The hypothesis is that at index N, the sum of the ASCII codes of the input string should be equal to the corresponding secret variable. We can easily write a tiny Python script to see what this would look like.

sums = [100, 214, 266, 369, 417, 527, 622, 733, 847, 942, 1054, 1106, 1222,
	1336, 1441, 1540, 1589, 1686, 1796, 1891, 1996, 2112, 2165, 2260, 2336,
	2412, 2498, 2575]

string = ""
previous = 0
for sum in sums:
	string += chr(sum - previous)
	previous = sum

print string

The result is dr4g0n_or_p4tric1an_it5_LLVM, a string that suspiciously looks like it could be the answer.

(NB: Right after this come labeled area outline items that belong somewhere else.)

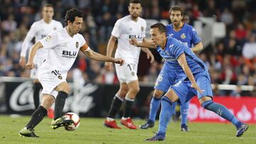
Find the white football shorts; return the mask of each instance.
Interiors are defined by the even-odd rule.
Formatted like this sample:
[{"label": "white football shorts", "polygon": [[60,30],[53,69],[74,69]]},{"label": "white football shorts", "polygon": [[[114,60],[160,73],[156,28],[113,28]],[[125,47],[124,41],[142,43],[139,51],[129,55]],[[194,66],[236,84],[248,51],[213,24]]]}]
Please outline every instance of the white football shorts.
[{"label": "white football shorts", "polygon": [[46,94],[56,98],[58,92],[54,89],[60,83],[66,82],[68,72],[59,71],[53,67],[41,67],[39,70],[38,78],[43,86],[41,94]]},{"label": "white football shorts", "polygon": [[128,84],[129,82],[138,79],[137,63],[124,62],[124,65],[120,66],[119,64],[115,64],[117,75],[120,82]]},{"label": "white football shorts", "polygon": [[34,68],[31,70],[31,78],[38,79],[39,68],[42,65],[46,57],[35,57],[33,60]]}]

We can test this by running wyvern and trying it.

$ ./wyvern
+-----------------------+
|    Welcome Hero       |
+-----------------------+

[!] Quest: there is a dragon prowling the domain.
	brute strength and magic is our only hope. Test your skill.

Enter the dragon's secret: dr4g0n_or_p4tric1an_it5_LLVM
success

[+] A great success! Here is a flag{dr4g0n_or_p4tric1an_it5_LLVM}

Tending to your wounds

At this point, I feel that fcd did an excellent job at cleaning up spurious branches with truly minimal effort. However, because of alias analysis problems, it fell short of providing effortlessly analyzable output. Unfortunately, alias analysis is known to be at least undecidable since the early nineties, so it’s unlikely that fcd will ever solve the General Problem.

That said, fcd is still a work in progress and development started less than a year ago, with a team of one. Coming this close to beating the wyvern to a pulp is very exciting and somewhat of a milestone.

So with this, I’ll retreat from the battlefield, train some more, and maybe try the fight again once I feel that relevant progress was made. Keep an eye open for it!